Russia’s economy grew 1.6 percent in the first three months of 2013 from a year earlier, decelerating for a fifth consecutive quarter as corporate investment cooled. The central bank, which is resisting calls for monetary easing, kept its main interest rates unchanged in May for an eighth month after Russia became the biggest emerging economy to raise borrowing costs in 2012 with an increase in September.
Sberbank, Europe’s third-largest bank by market capitalization, is cutting rates on some of its deposit accounts by May 31, Kommersant reported on May 22, citing an interview with director Dmitry Oguryaev.
Lending growth at Moscow-based Sberbank started slowing near the end of the first quarter, according to UBS AG analyst Dmitry Vinogradov. “Deposit rate increases in the second half of 2012 and corporate rate cuts in the first quarter are likely to pressurize margins,” he said in a report e-mailed today.
The bank said on May 14 its loans to corporate clients in the first four months, under Russian Accounting Standards, declined 0.1 percent. Lending to individuals rose 6 percent.
The lender set aside 37.4 billion rubles in provisions for potential bad loans during the four months, compared with 6.7 billion rubles in the same period last year.

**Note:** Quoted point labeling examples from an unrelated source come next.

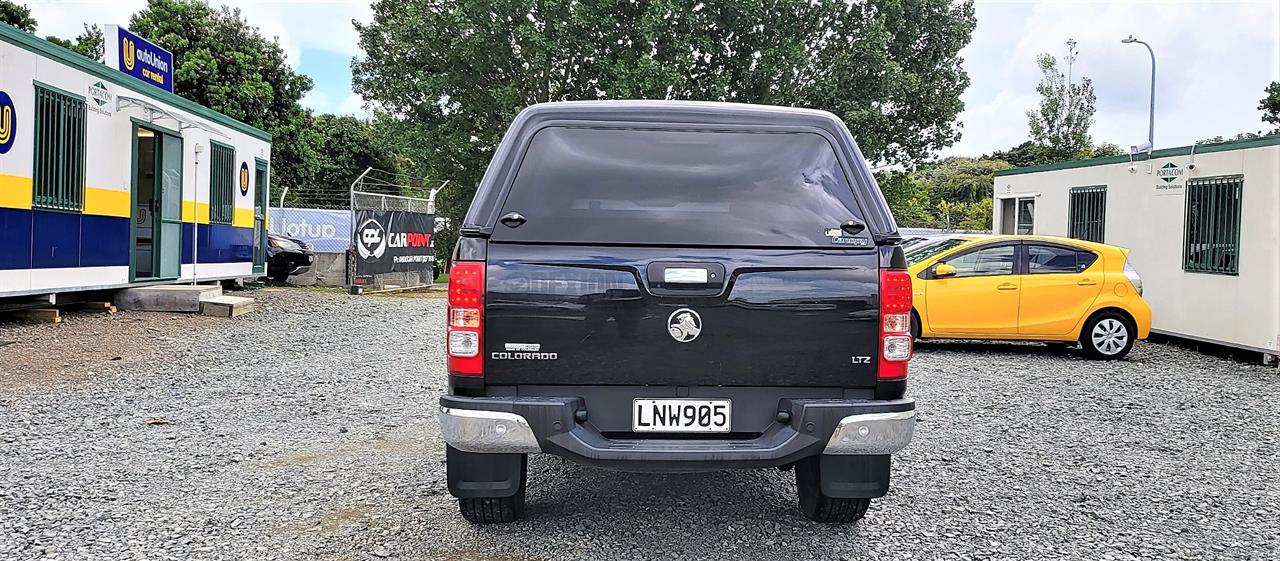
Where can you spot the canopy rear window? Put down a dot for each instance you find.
(679, 187)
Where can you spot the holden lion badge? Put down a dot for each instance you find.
(684, 324)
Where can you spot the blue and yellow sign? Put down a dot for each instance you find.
(138, 58)
(8, 122)
(245, 178)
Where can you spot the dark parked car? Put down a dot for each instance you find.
(286, 256)
(677, 287)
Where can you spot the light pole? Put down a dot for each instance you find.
(195, 219)
(1151, 118)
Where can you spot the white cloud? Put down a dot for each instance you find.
(1214, 59)
(353, 105)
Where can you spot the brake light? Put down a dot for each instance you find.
(895, 325)
(465, 336)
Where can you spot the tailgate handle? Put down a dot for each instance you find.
(512, 219)
(686, 276)
(853, 227)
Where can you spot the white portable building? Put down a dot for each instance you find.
(108, 181)
(1202, 224)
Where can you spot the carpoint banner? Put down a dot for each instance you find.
(392, 241)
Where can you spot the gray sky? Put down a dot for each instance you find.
(1214, 59)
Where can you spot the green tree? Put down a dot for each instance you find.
(1061, 122)
(17, 16)
(350, 146)
(223, 63)
(960, 179)
(453, 73)
(1034, 154)
(1270, 105)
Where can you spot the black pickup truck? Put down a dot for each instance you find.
(657, 286)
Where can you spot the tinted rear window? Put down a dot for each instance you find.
(679, 187)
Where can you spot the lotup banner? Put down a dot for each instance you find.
(137, 56)
(327, 231)
(392, 241)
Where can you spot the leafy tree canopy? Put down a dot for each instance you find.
(950, 194)
(453, 73)
(1065, 113)
(1270, 105)
(17, 16)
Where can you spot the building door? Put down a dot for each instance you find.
(156, 220)
(1018, 215)
(170, 206)
(260, 203)
(1008, 217)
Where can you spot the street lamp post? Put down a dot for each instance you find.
(1151, 118)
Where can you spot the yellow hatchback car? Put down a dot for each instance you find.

Sberbank’s Tier 1 capital ratio, a measure of financial strength, declined to 10.2 percent from 11.6 percent at the start of the year.
The company agreed in June to acquire Istanbul-based Denizbank AS for $3.5 billion, after agreeing in February of last year to buy most of Vienna-based Oesterreichische Volksbanken AG’s eastern European business for 505 million euros ($662 million). Sberbank consolidated Denizbank, Turkey’s ninth-largest lender by assets, in its accounts in September.